An affirmation of values of love and compassion, this sentimental film banks on Tom Hanks’ genial performance as the famous Fred Rogers.
Dir. Marielle Heller
2019 | USA | Drama | 109 mins | 1.85:1 | English
PG (passed clean) for some strong thematic material, a brief fight, and some mild language
Cast: Tom Hanks, Matthew Rhys, Chris Cooper
Plot: After a jaded magazine writer is assigned a profile of Fred Rogers, he overcomes his skepticism, learning about empathy, kindness, and decency from America’s most beloved neighbor.
Awards: Nom. for Best Supporting Actor (Oscars); Official Selection (Toronto)

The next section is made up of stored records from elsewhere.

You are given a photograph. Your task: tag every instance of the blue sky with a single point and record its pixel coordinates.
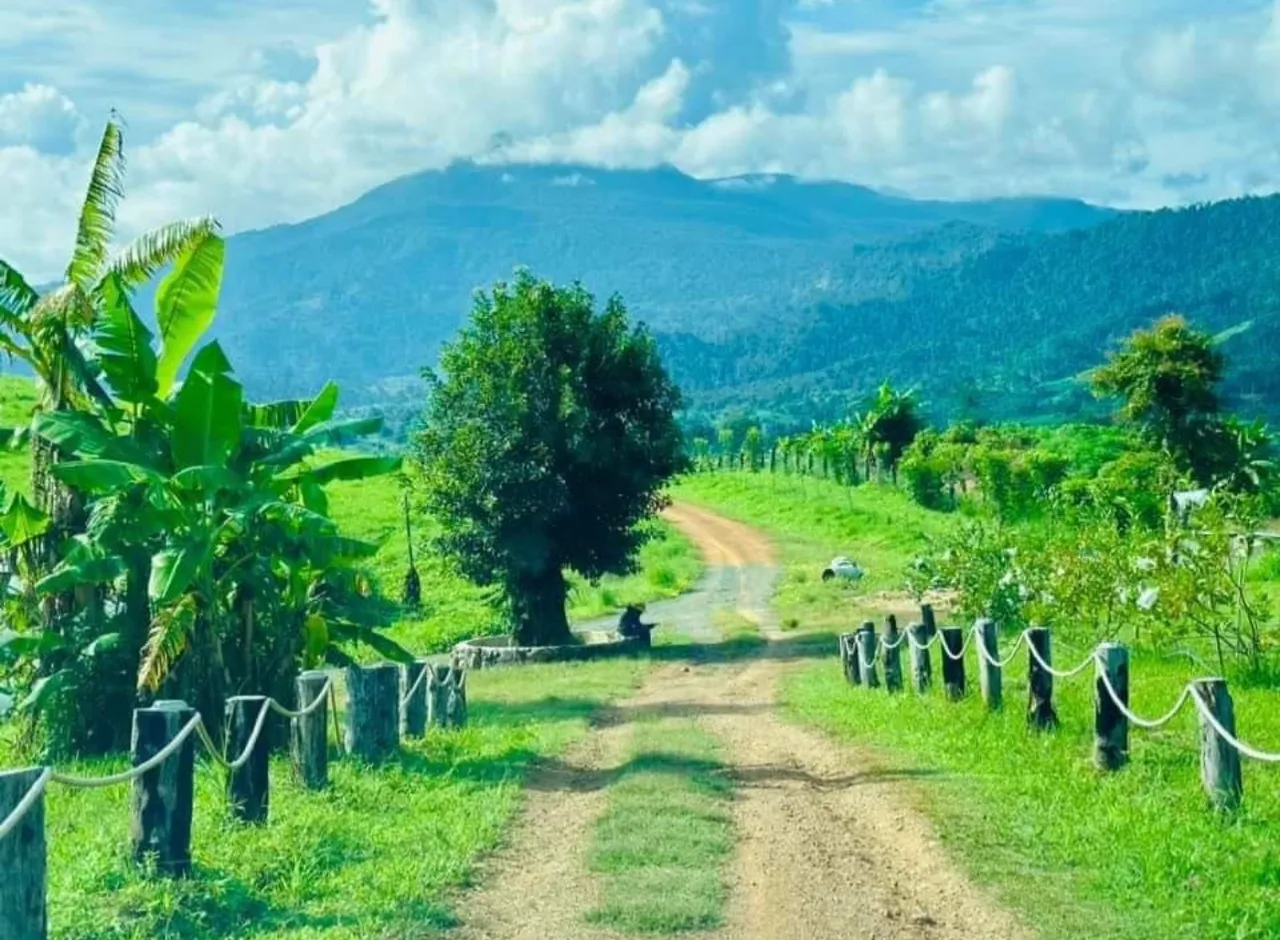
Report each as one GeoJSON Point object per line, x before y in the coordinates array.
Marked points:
{"type": "Point", "coordinates": [273, 110]}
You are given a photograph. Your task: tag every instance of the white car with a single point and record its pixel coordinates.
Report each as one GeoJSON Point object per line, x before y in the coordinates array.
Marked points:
{"type": "Point", "coordinates": [841, 567]}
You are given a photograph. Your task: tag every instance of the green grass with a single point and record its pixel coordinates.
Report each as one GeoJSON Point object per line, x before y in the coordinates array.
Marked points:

Subject Matter: Light/Family
Narrative Style: Straightforward
Audience Type: Slightly Mainstream
Viewed: The Projector
Marielle Heller’s third feature after The Diary of a Teenage Girl (2015) and Can You Ever Forgive Me? (2018) is a gentle if sentimental movie featuring Fred Rogers, the famous American television personality whose long-running series, ‘Mister Rogers’ Neighborhood’, became a huge hit with parents and their preschool kids over many decades.

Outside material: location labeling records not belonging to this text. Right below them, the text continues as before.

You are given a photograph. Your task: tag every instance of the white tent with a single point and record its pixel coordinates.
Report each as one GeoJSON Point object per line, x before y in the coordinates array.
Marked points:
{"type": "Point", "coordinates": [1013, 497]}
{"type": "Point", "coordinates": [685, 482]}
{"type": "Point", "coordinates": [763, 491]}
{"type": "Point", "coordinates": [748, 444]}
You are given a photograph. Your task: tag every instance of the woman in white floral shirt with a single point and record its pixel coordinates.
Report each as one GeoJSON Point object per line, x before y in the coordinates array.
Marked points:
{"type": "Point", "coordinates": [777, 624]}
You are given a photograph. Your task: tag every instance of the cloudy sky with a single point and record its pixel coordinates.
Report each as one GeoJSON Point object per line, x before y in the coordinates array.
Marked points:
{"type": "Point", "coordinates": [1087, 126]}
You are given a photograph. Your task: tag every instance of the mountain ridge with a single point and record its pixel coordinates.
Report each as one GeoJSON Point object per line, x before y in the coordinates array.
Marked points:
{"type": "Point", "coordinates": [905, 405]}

But truth be told, Heller’s film is not really about him per se, in the sense that it is not his biopic; rather, A Beautiful Day in the Neighborhood is a deceptively straightforward film about a journalist’s life-changing encounter with Mr. Rogers.
Tom Hanks is outstanding as Fred, embodying his little quirks and careful way of speaking, and whose genial performance very much captures the spirit of his character’s legacy and the tone of the film.

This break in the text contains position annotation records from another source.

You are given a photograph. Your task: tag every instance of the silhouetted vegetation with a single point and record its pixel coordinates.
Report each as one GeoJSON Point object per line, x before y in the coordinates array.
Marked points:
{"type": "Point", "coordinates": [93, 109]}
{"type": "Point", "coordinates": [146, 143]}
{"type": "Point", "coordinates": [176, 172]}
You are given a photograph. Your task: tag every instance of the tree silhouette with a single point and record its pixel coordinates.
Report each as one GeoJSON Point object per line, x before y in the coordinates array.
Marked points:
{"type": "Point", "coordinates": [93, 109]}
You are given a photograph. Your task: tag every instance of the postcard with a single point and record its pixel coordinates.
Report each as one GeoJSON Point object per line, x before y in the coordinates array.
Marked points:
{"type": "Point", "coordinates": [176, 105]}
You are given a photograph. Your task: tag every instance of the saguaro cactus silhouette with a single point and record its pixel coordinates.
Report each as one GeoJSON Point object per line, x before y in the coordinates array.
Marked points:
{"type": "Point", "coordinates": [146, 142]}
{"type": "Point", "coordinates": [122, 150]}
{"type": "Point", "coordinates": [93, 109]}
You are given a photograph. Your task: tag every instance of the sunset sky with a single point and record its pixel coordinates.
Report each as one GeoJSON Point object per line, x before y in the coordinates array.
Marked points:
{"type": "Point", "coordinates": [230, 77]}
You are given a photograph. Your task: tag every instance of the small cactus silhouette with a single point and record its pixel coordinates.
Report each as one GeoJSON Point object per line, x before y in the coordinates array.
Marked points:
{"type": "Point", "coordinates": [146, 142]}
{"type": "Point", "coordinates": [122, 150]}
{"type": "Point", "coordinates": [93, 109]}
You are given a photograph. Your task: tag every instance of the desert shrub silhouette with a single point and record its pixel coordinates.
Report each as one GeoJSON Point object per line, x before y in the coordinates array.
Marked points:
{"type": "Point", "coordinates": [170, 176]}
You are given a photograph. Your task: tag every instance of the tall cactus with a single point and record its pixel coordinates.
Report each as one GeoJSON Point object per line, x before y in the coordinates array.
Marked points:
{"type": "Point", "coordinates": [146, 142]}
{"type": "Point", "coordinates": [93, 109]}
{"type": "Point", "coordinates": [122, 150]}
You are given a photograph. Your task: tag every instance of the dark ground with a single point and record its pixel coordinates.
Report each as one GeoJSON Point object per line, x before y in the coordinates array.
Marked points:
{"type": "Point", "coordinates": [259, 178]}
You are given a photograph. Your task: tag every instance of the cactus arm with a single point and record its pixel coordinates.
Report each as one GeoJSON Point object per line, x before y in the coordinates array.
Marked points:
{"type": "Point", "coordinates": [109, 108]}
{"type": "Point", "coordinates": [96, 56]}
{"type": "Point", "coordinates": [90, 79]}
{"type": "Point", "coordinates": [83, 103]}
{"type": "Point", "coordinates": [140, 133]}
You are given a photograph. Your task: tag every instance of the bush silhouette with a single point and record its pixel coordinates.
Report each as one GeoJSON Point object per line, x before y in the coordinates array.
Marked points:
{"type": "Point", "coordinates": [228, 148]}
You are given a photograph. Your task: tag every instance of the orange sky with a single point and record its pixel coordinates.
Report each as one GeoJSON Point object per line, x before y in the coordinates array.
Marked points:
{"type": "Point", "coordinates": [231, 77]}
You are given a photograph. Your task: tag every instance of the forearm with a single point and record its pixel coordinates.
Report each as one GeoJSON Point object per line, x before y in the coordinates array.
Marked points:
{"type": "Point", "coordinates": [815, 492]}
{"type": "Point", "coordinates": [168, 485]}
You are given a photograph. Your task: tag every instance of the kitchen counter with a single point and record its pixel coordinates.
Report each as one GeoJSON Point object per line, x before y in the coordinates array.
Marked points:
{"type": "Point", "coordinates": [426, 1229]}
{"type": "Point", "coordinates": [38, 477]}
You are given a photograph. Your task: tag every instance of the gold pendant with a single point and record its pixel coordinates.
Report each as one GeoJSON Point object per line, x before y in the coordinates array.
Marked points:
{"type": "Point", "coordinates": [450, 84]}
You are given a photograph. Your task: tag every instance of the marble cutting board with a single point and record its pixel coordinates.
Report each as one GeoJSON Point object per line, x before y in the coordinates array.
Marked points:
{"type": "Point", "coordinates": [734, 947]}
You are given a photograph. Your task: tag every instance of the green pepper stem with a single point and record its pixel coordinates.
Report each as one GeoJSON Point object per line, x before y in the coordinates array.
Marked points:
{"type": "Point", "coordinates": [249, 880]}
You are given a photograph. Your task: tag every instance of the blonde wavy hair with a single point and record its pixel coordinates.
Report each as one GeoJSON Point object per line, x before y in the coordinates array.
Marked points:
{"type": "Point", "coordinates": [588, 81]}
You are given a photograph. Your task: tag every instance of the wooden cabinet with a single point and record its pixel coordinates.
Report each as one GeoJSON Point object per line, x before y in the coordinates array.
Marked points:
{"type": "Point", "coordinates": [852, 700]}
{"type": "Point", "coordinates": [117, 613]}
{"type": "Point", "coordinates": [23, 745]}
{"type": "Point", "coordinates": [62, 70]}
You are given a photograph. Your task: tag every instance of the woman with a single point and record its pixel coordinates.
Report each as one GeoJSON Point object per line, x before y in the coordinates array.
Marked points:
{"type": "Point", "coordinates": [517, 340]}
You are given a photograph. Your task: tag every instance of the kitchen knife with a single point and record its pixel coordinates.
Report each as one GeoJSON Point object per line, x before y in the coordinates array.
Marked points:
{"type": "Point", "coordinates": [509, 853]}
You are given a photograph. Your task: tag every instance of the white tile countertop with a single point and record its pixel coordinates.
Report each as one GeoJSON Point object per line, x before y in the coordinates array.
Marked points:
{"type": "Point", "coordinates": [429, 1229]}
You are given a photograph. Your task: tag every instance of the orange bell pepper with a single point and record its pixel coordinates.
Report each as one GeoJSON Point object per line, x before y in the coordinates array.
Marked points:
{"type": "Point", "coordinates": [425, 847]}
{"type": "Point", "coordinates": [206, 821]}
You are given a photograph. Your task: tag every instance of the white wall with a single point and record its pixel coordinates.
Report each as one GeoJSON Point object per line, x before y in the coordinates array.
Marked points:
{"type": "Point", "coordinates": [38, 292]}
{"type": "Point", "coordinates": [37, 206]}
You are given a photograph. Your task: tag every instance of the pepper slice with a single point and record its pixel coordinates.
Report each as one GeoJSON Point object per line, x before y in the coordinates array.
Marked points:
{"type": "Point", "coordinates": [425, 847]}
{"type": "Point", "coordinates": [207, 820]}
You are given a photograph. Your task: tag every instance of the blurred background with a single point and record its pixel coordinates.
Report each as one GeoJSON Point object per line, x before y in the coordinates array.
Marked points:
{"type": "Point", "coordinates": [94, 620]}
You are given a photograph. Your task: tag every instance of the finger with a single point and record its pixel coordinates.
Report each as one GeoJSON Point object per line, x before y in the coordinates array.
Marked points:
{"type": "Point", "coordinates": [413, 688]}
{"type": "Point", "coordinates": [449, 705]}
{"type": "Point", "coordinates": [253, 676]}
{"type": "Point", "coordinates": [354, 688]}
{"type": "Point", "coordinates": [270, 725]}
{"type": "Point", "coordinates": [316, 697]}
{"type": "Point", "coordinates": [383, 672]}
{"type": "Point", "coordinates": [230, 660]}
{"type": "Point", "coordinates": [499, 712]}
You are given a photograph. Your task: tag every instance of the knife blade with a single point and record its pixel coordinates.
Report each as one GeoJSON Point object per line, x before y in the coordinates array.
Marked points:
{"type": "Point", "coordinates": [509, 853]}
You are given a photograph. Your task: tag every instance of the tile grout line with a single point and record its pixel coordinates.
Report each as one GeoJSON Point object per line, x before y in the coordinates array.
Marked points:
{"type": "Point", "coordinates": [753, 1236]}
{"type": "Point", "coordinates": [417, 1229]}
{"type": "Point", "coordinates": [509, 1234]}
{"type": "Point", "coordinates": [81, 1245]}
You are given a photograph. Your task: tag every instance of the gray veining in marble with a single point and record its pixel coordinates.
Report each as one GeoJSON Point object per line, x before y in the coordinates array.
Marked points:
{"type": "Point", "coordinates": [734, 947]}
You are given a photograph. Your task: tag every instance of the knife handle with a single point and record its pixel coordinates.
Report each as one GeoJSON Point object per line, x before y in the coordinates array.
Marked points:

“I hope you know that you made today a very special day by just your being you. There’s no one in the whole world like you, and I like you just the way you are.”
Matthew Rhys is not bad as Lloyd Vogel, the journalist in question who has been assigned to cover Rogers, but Chris Cooper, who plays Lloyd’s estranged father, is even better in a minor but critical supporting role.
An affirmation of values of love and compassion, Beautiful Day is a film for everyone to see, particularly families and moviegoers in need of some tonic for the soul. Heller’s work is not particularly great in any objective sense, but its emotions may resonate powerfully with some viewers.
It is also a rather strange mainstream-type film with the use of miniature sets to capture a childlike perspective as well as a surreal sequence involving Lloyd and Fred on a television set.
Ultimately, this is a feel-good movie and a reminder that cinema need not always be bleak and depressing in order to make serious points about our complicated world.